BY JANIE ROSMAN
PHOTOS BY ANTONIO LUCIANO
Several people waited to address the state monitors during last Thursday’s monitor meeting at Town of Ramapo Cultural Arts Center with questions and comments underlined by mistrust, disappointment, frustration and impatience.
What do the monitors need to know that Hank Greenberg’s report didn’t tell them? How many more studies do they need to conduct to see what happened in East Ramapo? Why can’t they do something about the situation now?
“We’re all very serious about what we’re doing and the challenge before us,” Dennis Walcott told the crowd Town of Ramapo Cultural Arts Center. Fifty-five days ago he, Dr. John W. Sipple and Dr. Monica George-Fields were charged with uncovering how and where the district — one of the area’s best 15 years ago — became financially, emotionally and creatively depleted.
They’ll be “doing a deep-dive analysis as far as the district finances are concerned” and will use the Hank Greenberg report to make immediate, short-term and long-term action plans before December, Walcott said.
George-Fields, a former principal and a consultant to schools, talked about charts and indicators. “What’s happening in the other (lower) grades that the students are struggling so much in high school?” she asked. “I’m looking for answers. Why are only 2 percent of the students graduating in four years?”
Luis Nivelo doesn’t trust the monitors. “You can know the source of what’s happening in two weeks.
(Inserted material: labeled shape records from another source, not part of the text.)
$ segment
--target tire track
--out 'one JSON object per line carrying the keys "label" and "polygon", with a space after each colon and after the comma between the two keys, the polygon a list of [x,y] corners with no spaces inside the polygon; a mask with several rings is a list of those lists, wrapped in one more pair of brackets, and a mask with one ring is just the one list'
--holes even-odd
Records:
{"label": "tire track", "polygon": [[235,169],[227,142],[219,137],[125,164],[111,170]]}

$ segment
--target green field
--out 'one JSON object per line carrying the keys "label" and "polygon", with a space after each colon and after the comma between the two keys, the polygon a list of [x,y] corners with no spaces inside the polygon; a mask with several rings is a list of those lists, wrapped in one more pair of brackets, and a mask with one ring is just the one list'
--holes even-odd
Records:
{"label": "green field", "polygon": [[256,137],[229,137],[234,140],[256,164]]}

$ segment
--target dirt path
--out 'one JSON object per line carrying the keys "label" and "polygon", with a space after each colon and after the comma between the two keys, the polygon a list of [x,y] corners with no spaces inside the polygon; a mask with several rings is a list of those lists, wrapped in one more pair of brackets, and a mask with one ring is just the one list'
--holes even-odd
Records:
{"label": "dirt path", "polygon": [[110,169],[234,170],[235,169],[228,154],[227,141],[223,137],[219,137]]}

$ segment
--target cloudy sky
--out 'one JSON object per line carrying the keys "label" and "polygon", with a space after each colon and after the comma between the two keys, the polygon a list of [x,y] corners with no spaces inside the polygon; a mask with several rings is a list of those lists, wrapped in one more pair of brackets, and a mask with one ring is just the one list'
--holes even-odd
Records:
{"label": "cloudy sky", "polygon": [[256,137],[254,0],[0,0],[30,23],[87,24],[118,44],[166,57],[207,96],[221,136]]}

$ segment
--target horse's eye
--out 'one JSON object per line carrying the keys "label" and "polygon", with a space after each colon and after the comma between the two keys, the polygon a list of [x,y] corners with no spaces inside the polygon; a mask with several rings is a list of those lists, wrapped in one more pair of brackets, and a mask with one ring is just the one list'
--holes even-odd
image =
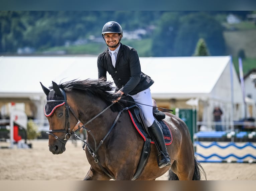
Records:
{"label": "horse's eye", "polygon": [[62,116],[63,115],[63,113],[62,113],[62,112],[61,112],[60,113],[59,113],[58,114],[57,116],[59,118],[60,118],[60,117],[61,117],[61,116]]}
You don’t need more studies,” he told this reporter.
The eldest (19) of his three daughters graduated high school last year. “My 10-year-old is in fifth grade and plays a little guitar and charango,” he said. “There’s music in the house, and she learns it.”
Advocate Antonio Luciano felt people were surprised at Johnson’s comments that it took 10 years to get to this state of disrepair. “She’s done a fantastic job getting the state education department to take notice. Walcott doesn’t mention everything on his blog, only the positive items.”
The school board’s lack of urgency and accountability despite perilous student performance troubled Reverend Weldon McWilliams IV. “What do you see as recourse for parents?” he asked George-Fields.
“I reported to the Board of Regents that how the district was performing in comparison to neighboring districts did not seem to be present,” George-Fields replied. “The forefront of every conversation in the district is that change needs to happen in the classroom, and it needs to happen now. I am here to provide that kind of direction and support.”
Cornell University professor Sipple said the district’s financial health from 2005 through 2008 was “pretty healthy with a rainy day fund. In the span of a couple of years it changed.”
Walcott agreed. “The capital needs are severe, and the money is not as available as it should be to address the infrastructure. We’re going to need some feedback on how we prioritize those needs.”
One speaker wanted to know what the monitors will do if they identify fraud and missing money. “If you find financial fraud, will you refer that to the attorney general’s office or to the FBI?” “Yes,” Walcott said.
“How will you do that? What steps will you take to recapture or reclaim that money,” the speaker asked. “That’s where the lawyers get involved,” Stipple replied.
Last month the group Padres Unidos met with Walcott at the Martin Luther King Multi-Purpose Center. “I asked him three questions, and he didn’t answer,” Nivelo said. “When I told him about wrongdoings he didn’t commit to anything. He told me, ‘I’m not a lawyer. I’m here to look at education.’ I don’t believe him. He said nothing helpful.”
Advocate Peggy Hatton is disappointed because “the very people who are responsible for bringing the plight of the beleaguered school district to the state are being shut out of the process.”
Determined to stay in his community of 19 years, Nivelo is frustrated at the monitors’ ability to take action now. “I’m a taxpayer and believe we have to have change here. I’ve been speaking with people and friends, and we know it goes beyond the board.”
The monitors are working with the school board to address recommendations made in the Greenberg report, Walcott said.
He also said the charts and meeting would be posted on the district’s website and on the monitors’ blog the next day. Five days later they were still not online. “That the information is not posted when he (Walcott) said it would be solidifies what people think: they don’t believe the monitors,” Luciano said.